Interested to see that article about Milk Thistle. I've just bought some tincture from Boots to try for my dog who has high liver enzyme count.
I was going to check it out with the vet first as he is on anti-biotics as it does say ( obviously relating to human usage), to check first if on any prescribed medication. (Just in case the pigeon is going back on anti-biotics).

Sorry I don't have any more info on it at present but it is supposed to be beneficial for liver problems.

Janet


----------



## Gille

*how to check for worms*

There is an very good write up at this link http://www.kakariki.net/ftopict-59.html
It explains how you can check your birds at home with simple equiptment and a kids microscope. I thought it worth mentioning.


----------



## Krissy

I have learnt so much reading this thread...thank you......

I had a fantail dove that I thought was a cock bird..........so one morning I opened his loft to let him out and he dropped one of those mega big poops your talking about & I nearly fainted.........I grabbed him & raced to the vet.....
The vet stuck his finger up his clacker & said to me who said this bird is a cock bird.......I told it was actually another vet.....

With that the vet burst out laughing and said well this is a hen & there is an egg in there.....OMG....I cracked up.....
I bought her home and sure enough she laid an egg.Hahahahahah


----------



## Krissy

I just wanted to thank you for this thread because yesterday I noticed that my new Frillback which I have only had for 5 days was doing bright green Poo.........She is around the 40 day old mark..........
I remembered your thread here about Poo & jumped on the puter & there was the word 'Starvation'............
I also rang the breeder I got her from & he said the same thing.........she's was not eating enough......funny thing she was eating by herself but not enough...So I crop fed her last night & this morning and the Poo is now almost a dark green, getting back to normal........So thanks guys.....I love this place. x x x


----------



## Skyeking

I'm glad this thread helped you, Krissy. It is a wealth of information.


----------



## rackerman

Well written.........Thanks


----------



## jameswaller

*descendents of pigeons*



feralpigeon said:


> Hi all,
> 
> Brad, your comment about humans, lol....I remember reading in a health book that the healthy human colon/intestine should produce two bowel movements a day, which isn't so bad. But the length that they said was "normal", was two feet long for the first one and one foot long for the second. A total of three feet of bowel movement for a human "if" they are healthy per day. Probably most members are lucky that there aren't 12 foot pijies running around behind us checking....


i had to laugh when i read this thread,,but then i thought wasnot long ago that they did exactly that,,but it wasnot just following us around,./.birds are descendents of veloca-raptors,,one might be wise to keep an eye out,..sincerely james waller


----------



## pigeonwriter

Finally I waded completely through this very informative, sometimes funny thread from which I have learned a lot.
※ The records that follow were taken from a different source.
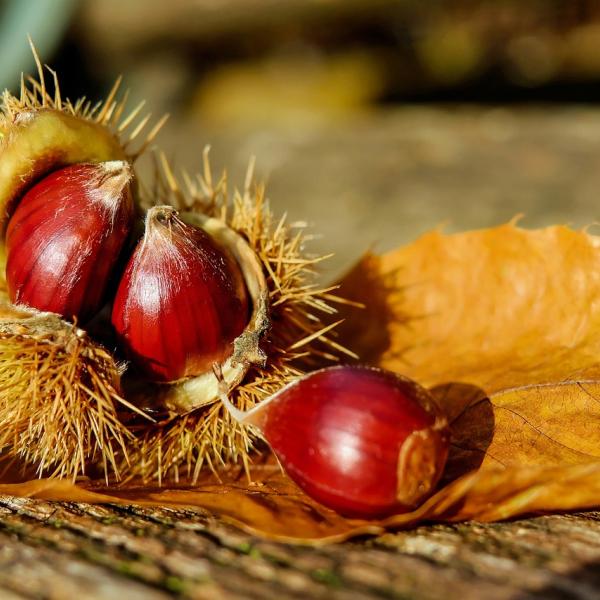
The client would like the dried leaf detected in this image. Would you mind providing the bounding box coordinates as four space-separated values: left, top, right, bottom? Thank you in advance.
0 225 600 543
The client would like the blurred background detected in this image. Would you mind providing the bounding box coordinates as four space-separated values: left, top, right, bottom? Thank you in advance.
0 0 600 276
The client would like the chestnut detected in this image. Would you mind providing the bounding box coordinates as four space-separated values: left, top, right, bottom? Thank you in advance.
112 206 250 382
221 366 449 518
6 161 134 322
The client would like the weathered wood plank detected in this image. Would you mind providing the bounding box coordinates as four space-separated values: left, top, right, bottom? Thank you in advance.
0 497 600 600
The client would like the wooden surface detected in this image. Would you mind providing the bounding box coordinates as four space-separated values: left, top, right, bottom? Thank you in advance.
0 108 600 600
0 497 600 600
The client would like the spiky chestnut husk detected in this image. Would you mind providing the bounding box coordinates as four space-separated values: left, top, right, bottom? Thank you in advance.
0 46 166 477
0 303 139 479
123 151 355 482
0 46 166 244
0 48 352 481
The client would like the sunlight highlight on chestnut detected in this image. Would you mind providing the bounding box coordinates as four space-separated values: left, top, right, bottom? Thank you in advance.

So I decided not to hold back a picture of one of the "Doberman" monster poops our Emma had left one day on the balcony:










and this was the nice little heap of perfect poops a visitor once made on the balcony as well - it was a homer who just had a little rest for a few days on our balcony:


----------



## Feefo

Beautiful photos! I remember my first sighting of a nesting hen's poop in the market place. My eyes nearly popped out of my head with horror. I was certain that the pigeon that dropped that one was doomed!


----------



## technocactus

*Help me interpret the satellite view of the earth!*

Looks like it, huh? But these are my pijjies' poop that I have been wondering about. The other one looks like oyster meat. Excuse my being so gross...
My pij poops are huge that look like a 5X normal poop. They do that every day when I let them out of their cage when I get home at 630ish pm. I wonder why they won't poop that big in their cage when they have the whole day to poop inside their cage. Is it excitement when they see me home? Their poop in the cage are normal looking size. But once they get out of the cage, landing on my hand or head, they shoot out the biggest ones! Its like they are saving the biggest poop for me - both of them! Is this normal poop?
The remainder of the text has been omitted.